Johka’s eyes went hard in an instant. He stood. “We have thieves.”

The air rippled with heat. Fire exploded in the main hall as gates opened mid-air, spilling forth demons of claw and brimstone. Winged fiends dove from the ceilings. Flame hounds burst from summoning circles. And Johka rose above them all, his body glowing with divine hatred, crackling with lightning and sandstorms.

The Syndicate drew weapons. Blueterion charged, hammer swinging wide, knocking two flame-touched berserkers into columns with a single blow. Arace called on the divine might of his god, his Rod of Lordly Might glowing as it smote a boneclaw in half. Norbert, eyes wide with fear, teleported away, leaving the others behind.

The group fought on. Honkess and Bob, rejoining the fray, fired bolt after bolt from their rifles, dropping infernal horrors even as wounds mounted. Morthos, still standing on stage, shifted from song to spell, unleashing psychic daggers and illusions that shattered the minds of lesser demons. But it was a losing battle. For every fiend that fell, another took its place.

Back on the Airshob, Norbert found Elvira. “I need your help,” he said. Norbert explained his plan and Elvira agrred to help. Back in the manor, the Syndicate fought in blood-soaked ruin, armor cracked and magic drained. Then, with a flash of light—Norbert reappeared.

“DON’T LOOK!” he screamed.

From behind him, Elvira stepped forward. The moment Johka turned to face her, she pulled off her glasses. Their eyes met. The djinn screamed, his skin turning to cracked ash, then stone, the roar of ancient rage frozen in time. Silence fell. The battle was over. They began to relax, tending wounds, recovering breath.

Then Morthos looked around. “…Where’s Bob?”

They sprinted back to the den. The drawer was smashed. The Tomb of Infinite Night and Endless Dominion was gone. Honkess was already moving. “Tracks. Out the back. He’s heading for the Airshob.”

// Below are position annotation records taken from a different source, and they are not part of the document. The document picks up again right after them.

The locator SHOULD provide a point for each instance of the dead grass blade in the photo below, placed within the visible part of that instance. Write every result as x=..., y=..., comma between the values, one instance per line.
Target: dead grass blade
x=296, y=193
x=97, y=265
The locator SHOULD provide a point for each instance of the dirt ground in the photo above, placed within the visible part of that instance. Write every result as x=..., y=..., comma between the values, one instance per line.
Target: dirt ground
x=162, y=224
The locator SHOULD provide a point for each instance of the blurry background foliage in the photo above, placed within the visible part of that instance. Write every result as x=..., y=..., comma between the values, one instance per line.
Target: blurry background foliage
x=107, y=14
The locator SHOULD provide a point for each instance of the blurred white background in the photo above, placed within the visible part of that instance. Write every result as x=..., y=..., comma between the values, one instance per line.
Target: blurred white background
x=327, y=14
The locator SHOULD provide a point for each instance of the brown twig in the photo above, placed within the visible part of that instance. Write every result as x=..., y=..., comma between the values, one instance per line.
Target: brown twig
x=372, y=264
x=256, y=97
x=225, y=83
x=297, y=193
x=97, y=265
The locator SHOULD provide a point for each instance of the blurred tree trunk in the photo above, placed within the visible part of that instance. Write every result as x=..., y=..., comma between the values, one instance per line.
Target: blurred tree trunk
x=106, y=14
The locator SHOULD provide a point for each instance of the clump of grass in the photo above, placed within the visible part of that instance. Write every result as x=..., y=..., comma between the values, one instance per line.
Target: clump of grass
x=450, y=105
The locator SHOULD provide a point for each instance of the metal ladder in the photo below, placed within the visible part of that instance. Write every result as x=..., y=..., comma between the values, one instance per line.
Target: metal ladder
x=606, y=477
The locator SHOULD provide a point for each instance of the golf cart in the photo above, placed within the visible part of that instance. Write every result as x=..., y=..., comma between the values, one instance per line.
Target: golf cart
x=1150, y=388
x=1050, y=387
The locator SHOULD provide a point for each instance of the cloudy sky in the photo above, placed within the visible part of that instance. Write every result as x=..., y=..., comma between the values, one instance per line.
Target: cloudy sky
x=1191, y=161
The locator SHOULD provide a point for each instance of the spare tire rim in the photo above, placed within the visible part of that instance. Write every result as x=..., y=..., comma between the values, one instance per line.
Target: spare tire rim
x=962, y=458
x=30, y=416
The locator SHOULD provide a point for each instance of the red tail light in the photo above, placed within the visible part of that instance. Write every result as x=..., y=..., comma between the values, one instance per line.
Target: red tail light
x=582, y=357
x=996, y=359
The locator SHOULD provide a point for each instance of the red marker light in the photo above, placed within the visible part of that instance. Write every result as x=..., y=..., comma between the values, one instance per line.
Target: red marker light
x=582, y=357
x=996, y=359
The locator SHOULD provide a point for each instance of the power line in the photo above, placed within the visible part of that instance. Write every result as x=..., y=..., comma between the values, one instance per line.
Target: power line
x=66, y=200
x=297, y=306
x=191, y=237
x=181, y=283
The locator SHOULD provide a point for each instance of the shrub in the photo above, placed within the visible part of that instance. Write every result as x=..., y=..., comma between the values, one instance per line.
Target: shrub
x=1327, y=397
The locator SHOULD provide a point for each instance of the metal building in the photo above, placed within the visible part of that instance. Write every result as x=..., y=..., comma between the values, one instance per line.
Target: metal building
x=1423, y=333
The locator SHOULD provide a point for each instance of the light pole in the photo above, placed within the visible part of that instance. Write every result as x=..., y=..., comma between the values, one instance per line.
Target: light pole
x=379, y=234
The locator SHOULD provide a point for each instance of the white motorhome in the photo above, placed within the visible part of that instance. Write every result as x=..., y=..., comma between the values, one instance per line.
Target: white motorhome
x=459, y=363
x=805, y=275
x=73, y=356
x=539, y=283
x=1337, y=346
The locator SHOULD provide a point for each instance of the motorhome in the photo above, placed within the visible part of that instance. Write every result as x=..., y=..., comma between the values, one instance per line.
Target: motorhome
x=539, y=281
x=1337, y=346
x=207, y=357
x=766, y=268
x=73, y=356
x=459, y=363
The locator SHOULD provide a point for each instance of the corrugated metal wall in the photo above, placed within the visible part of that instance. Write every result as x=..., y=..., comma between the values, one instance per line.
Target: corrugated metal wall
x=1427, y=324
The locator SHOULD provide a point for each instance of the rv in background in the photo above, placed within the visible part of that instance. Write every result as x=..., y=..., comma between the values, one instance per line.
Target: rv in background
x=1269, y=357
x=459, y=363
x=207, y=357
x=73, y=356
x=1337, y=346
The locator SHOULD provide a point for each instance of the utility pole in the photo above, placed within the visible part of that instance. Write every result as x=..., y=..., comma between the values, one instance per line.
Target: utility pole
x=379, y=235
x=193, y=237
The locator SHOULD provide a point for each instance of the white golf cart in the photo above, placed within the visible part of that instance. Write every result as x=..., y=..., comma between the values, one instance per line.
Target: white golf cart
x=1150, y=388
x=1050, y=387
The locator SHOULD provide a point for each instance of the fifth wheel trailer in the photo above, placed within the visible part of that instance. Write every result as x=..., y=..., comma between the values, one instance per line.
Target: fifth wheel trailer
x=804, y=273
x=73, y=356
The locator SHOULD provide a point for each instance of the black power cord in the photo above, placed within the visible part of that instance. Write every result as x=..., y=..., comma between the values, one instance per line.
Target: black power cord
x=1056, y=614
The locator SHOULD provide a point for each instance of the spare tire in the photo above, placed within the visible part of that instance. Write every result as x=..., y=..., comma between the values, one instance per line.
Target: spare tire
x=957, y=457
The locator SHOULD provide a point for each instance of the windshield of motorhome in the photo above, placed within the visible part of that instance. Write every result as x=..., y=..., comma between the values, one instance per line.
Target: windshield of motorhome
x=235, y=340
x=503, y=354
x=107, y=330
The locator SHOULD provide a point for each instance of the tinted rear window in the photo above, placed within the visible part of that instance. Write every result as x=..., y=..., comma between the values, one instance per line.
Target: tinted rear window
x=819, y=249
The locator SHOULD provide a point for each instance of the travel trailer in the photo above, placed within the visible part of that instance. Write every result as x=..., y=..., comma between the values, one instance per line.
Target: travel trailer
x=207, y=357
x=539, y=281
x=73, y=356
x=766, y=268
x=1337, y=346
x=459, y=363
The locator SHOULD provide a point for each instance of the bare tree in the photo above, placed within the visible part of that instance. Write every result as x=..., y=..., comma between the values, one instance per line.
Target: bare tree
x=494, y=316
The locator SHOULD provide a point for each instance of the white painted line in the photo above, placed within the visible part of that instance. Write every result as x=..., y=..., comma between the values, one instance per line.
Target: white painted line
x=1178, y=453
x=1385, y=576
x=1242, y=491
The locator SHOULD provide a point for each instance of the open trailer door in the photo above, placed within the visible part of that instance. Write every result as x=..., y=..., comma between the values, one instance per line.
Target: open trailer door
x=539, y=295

Norbert wasted no time. He cast Teleport again—and moments later, the group appeared just outside the rising airship, Bob sprinting toward it, book in hand.

“Bob!” Morthos yelled.

Bob froze. “You can’t take that book!” Norbert shouted. “We have to destroy it!”

Bob turned, furious. “That book is power. It’s knowledge. I’ve earned it!”

“Then prove it,” Honkess said. “Prove you're more than this.”

Bob stared at them. Then, with an angry snarl, he tossed the book high into the air. Norbert raised his hand. Disintegrate. A bolt of light struck the tome, and it vanished in a flash of golden ash.

Bob’s shoulders sagged. “You betrayed me,” he muttered. “All of you.” He climbed aboard the Airshob. Elvira didn’t follow.

Chester, nervously checking the damage, looked to Bob.

“So… uh... new first mate?”

Bob growled. “Just fly.”

The ship lifted and disappeared into the clouds.